Once you take the steak out of your freezer, heat your broiler to the highest possible temperature. Simultaneously while the broiler is heating up, warm up a cast-iron skillet on your stove. If you have selected a nice piece of meat and have a well-seasoned skillet, you probably won’t need to use any oil.
Once everything heats up, sprinkle the steak with salt and place it in the skillet or pan and then place the pan on the top rack beneath the broiler. You should let it boil for about four minutes before flipping it to the other side. After four more minutes of boiling, it should be ready to eat.
You can use a knife and make a small cut near the center of the steak to make sure that your steak is done to your liking. If it seems like it could use some more broiling, place it back and let it boil for another minute or so.
That is all there is to it. Once you are happy with how done your steak is, take it out of the pan and serve immediately to make sure all the juices are preserved.
Roasting the steak in the oven
The roasting procedure is somewhat longer and will take about 20-25 minutes to complete. Once you have your steak out and ready to go, preheat your oven to 300 degrees. Season the steak per your taste and sear it in a hot skillet for one minute on each side.
After you have seared each side of the stake slightly, move it to a wire rack and place it in a preheated oven. Let it roast for about 20 – 25 minutes until it achieves the desired doneness.
Using a digital thermometer is the best way to go about checking the doneness of your steak. Insert the thermometer into the thickest part of the steak and check the temperature. The below numbers should provide a good guideline.
- 120 degrees – rare
- 126 degrees – medium rare
- 135 degrees – medium
- 145 degrees – medium well
- 150+ degrees – well-done
When it comes to doneness, there is really not the one-fits-all answer to what is best. Medium rare is where the steak reaches the best tenderness and the best flavor, but it is really a matter of personal taste.

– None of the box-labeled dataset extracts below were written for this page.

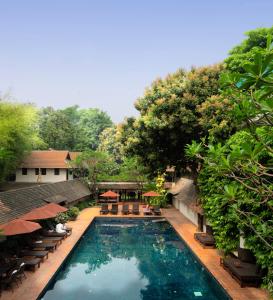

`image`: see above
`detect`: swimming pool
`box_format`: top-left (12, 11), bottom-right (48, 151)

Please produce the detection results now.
top-left (39, 217), bottom-right (230, 300)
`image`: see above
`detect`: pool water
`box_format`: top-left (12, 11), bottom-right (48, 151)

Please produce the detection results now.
top-left (40, 218), bottom-right (230, 300)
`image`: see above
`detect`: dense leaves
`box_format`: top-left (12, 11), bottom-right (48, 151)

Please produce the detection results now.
top-left (121, 65), bottom-right (222, 175)
top-left (0, 99), bottom-right (42, 181)
top-left (187, 47), bottom-right (273, 292)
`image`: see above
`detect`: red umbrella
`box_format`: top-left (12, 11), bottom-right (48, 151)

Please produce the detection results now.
top-left (100, 191), bottom-right (119, 198)
top-left (0, 219), bottom-right (41, 235)
top-left (43, 203), bottom-right (68, 214)
top-left (142, 191), bottom-right (161, 197)
top-left (20, 206), bottom-right (57, 221)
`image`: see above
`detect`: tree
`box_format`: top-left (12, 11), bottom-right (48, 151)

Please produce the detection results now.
top-left (187, 44), bottom-right (273, 293)
top-left (76, 108), bottom-right (113, 151)
top-left (0, 100), bottom-right (43, 181)
top-left (39, 107), bottom-right (77, 150)
top-left (121, 65), bottom-right (222, 176)
top-left (98, 126), bottom-right (123, 163)
top-left (71, 150), bottom-right (116, 195)
top-left (225, 27), bottom-right (273, 73)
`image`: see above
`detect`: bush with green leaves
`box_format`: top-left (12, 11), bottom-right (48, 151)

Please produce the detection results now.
top-left (186, 38), bottom-right (273, 294)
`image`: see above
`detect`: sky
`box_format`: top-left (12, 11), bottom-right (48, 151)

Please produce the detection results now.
top-left (0, 0), bottom-right (273, 122)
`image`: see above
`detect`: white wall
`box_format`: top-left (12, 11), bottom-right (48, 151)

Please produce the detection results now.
top-left (16, 169), bottom-right (66, 182)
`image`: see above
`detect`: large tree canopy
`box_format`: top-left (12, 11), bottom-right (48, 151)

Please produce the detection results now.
top-left (0, 100), bottom-right (42, 181)
top-left (121, 65), bottom-right (222, 173)
top-left (225, 27), bottom-right (273, 73)
top-left (39, 105), bottom-right (113, 151)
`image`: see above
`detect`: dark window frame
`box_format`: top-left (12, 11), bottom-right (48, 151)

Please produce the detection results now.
top-left (22, 168), bottom-right (27, 175)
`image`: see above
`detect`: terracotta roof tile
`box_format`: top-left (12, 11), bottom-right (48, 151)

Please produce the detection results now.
top-left (21, 150), bottom-right (70, 169)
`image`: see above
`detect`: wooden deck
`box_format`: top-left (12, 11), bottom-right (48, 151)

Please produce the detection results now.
top-left (0, 207), bottom-right (269, 300)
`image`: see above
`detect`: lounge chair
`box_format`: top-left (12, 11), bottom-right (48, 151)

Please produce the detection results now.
top-left (121, 204), bottom-right (130, 215)
top-left (20, 250), bottom-right (48, 261)
top-left (110, 204), bottom-right (118, 215)
top-left (132, 203), bottom-right (139, 215)
top-left (29, 241), bottom-right (57, 252)
top-left (222, 249), bottom-right (264, 287)
top-left (143, 206), bottom-right (152, 215)
top-left (42, 230), bottom-right (67, 239)
top-left (0, 270), bottom-right (18, 292)
top-left (100, 203), bottom-right (109, 215)
top-left (154, 205), bottom-right (161, 216)
top-left (22, 256), bottom-right (42, 272)
top-left (194, 225), bottom-right (215, 248)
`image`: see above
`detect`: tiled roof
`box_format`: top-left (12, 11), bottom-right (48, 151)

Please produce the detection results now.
top-left (168, 178), bottom-right (203, 214)
top-left (21, 150), bottom-right (70, 169)
top-left (69, 152), bottom-right (81, 160)
top-left (0, 180), bottom-right (90, 224)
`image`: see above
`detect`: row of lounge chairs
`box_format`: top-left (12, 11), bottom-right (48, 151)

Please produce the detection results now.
top-left (194, 225), bottom-right (264, 287)
top-left (0, 230), bottom-right (71, 295)
top-left (100, 203), bottom-right (161, 215)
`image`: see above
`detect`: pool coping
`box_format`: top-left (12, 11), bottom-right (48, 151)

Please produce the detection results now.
top-left (37, 215), bottom-right (231, 300)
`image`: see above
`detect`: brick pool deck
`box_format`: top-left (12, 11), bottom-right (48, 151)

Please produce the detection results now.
top-left (0, 207), bottom-right (270, 300)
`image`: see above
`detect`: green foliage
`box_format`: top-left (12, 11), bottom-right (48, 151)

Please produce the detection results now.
top-left (187, 47), bottom-right (273, 293)
top-left (39, 107), bottom-right (76, 150)
top-left (0, 99), bottom-right (42, 181)
top-left (225, 27), bottom-right (273, 73)
top-left (121, 66), bottom-right (222, 177)
top-left (98, 126), bottom-right (123, 163)
top-left (76, 108), bottom-right (113, 151)
top-left (39, 105), bottom-right (113, 151)
top-left (71, 151), bottom-right (117, 194)
top-left (55, 212), bottom-right (69, 224)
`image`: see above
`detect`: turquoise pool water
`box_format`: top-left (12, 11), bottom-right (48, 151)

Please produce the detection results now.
top-left (40, 218), bottom-right (230, 300)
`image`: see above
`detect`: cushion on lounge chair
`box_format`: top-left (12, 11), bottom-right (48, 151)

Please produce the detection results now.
top-left (238, 248), bottom-right (256, 264)
top-left (194, 233), bottom-right (215, 246)
top-left (223, 257), bottom-right (262, 286)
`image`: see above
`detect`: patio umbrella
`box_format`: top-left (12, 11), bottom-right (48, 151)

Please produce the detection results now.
top-left (0, 219), bottom-right (42, 236)
top-left (20, 206), bottom-right (58, 221)
top-left (142, 191), bottom-right (161, 197)
top-left (100, 191), bottom-right (119, 198)
top-left (43, 203), bottom-right (68, 214)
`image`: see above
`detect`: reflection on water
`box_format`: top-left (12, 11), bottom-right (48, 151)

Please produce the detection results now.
top-left (42, 218), bottom-right (228, 300)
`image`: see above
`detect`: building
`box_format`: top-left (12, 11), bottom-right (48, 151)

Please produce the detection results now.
top-left (15, 150), bottom-right (79, 183)
top-left (0, 179), bottom-right (91, 225)
top-left (168, 178), bottom-right (205, 231)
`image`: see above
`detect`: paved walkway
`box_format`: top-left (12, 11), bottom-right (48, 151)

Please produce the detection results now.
top-left (1, 208), bottom-right (269, 300)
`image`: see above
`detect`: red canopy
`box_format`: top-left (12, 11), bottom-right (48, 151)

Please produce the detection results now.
top-left (0, 219), bottom-right (41, 235)
top-left (142, 191), bottom-right (161, 197)
top-left (43, 203), bottom-right (68, 214)
top-left (100, 191), bottom-right (119, 198)
top-left (20, 205), bottom-right (58, 221)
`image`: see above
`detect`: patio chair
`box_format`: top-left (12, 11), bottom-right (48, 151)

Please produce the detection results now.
top-left (194, 225), bottom-right (215, 248)
top-left (100, 203), bottom-right (109, 215)
top-left (121, 204), bottom-right (130, 215)
top-left (22, 256), bottom-right (42, 272)
top-left (154, 205), bottom-right (161, 216)
top-left (132, 203), bottom-right (139, 215)
top-left (222, 249), bottom-right (264, 287)
top-left (143, 206), bottom-right (152, 216)
top-left (20, 250), bottom-right (48, 261)
top-left (110, 204), bottom-right (118, 215)
top-left (42, 230), bottom-right (68, 239)
top-left (0, 270), bottom-right (18, 292)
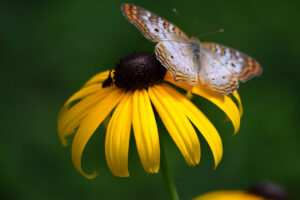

These explanations should help answer any questions you had about how long to cook steak in the oven. As you can see, there are two main ways to go about it, and both work pretty well, so it is once again a question of which one you prefer better.
Preparing Cube Steak In Oven
Cube steak often referred to as “minute steak” is a cut of beef that is simple and quick to prepare, making it the very popular choice of food in the U.S. and around the globe. Preparing cube steak in the oven is fairly straightforward and you should have no problems with it.
- Preheat the oven to 350 degrees
- Season the steak
- Fill your baking dish with water and place the steak pieces inside
- Add vegetables, garlic, and whatever else you like on top of and around the steak pieces
- Put it in the oven and let it bake for about 25 minutes until the steak is medium-rare.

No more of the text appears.